5) Temples (late night) – These youngsters have a world of potential. They’re already big across the pond, if they gain traction in the US, look out.

Honorable Mention: Family & Friends

Warpaint

Best Food:

Roti Rolls Food Truck – Hands down the best food truck in the court – and that’s saying something considering all the delicious options that were out there – these Charleston-based food specialists dished out some incredible eats. The smoked chicken and kimchi rice bowl was to die for and had me going back each day. And that’s not even what the truck is known for.

Best Stage:

Ponce de Leon – If you couldn’t already tell we loved it, here’s more kudos for Ponce. This stage hosted the most diverse and up-and-coming acts on the bill, ranging from Fantastic Negrito to Pond and everything in between. The abundant shade and amphitheater seating didn’t hurt, either.

Best T-Shirt:  

100% chance of rain – This is actually a Shaky Knees shirt, which makes it even better. Although in actuality it didn’t rain much, that’s always the running joke this weekend in Atlanta (and in general at springtime festivals in the South).

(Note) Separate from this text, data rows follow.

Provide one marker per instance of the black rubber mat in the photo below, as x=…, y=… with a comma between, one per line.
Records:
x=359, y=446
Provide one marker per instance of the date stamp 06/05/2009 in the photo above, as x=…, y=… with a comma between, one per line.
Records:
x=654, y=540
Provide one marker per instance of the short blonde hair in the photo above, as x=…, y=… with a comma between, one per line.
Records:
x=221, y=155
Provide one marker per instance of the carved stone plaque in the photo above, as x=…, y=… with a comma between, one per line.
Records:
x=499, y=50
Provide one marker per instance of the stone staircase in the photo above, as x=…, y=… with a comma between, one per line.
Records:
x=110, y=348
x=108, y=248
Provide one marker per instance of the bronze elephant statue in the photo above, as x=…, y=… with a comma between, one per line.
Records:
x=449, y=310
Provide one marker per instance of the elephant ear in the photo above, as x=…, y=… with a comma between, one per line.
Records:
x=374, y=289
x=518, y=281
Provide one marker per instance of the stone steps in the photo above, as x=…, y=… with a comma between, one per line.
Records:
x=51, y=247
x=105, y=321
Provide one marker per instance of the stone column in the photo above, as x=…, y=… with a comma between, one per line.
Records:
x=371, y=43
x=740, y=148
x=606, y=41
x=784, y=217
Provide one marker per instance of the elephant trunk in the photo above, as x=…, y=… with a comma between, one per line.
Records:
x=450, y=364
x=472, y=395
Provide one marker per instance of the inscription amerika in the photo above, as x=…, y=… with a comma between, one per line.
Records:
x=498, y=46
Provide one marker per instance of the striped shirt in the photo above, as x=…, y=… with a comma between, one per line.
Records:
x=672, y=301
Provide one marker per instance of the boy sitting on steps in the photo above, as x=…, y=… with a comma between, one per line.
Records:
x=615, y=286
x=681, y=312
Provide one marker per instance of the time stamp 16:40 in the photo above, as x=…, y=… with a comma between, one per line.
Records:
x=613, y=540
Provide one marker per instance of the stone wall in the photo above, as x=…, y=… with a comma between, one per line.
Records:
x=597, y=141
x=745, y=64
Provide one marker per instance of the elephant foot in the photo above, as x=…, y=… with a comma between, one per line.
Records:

Justin Helton (left) of Status Serigraph, Shaky Knees Festival Creator Tim Sweetwood, Photographer Danny Clinch (second from right) • photo by Nathan Johnson

Knoxville – East Tennessee was very well represented at Shaky Knees. In attendance were Justin Helton and Nathan Johnson from Status Serigraph, who designed the official poster for Shaky Knees. Garret Thompson from Dogwood Arts and Kent Oglesby from Knoxville Music Warehouse were also present.  It was great to see so many familiar faces from our local music industry in the A. Hopefully next year, we’ll see even more.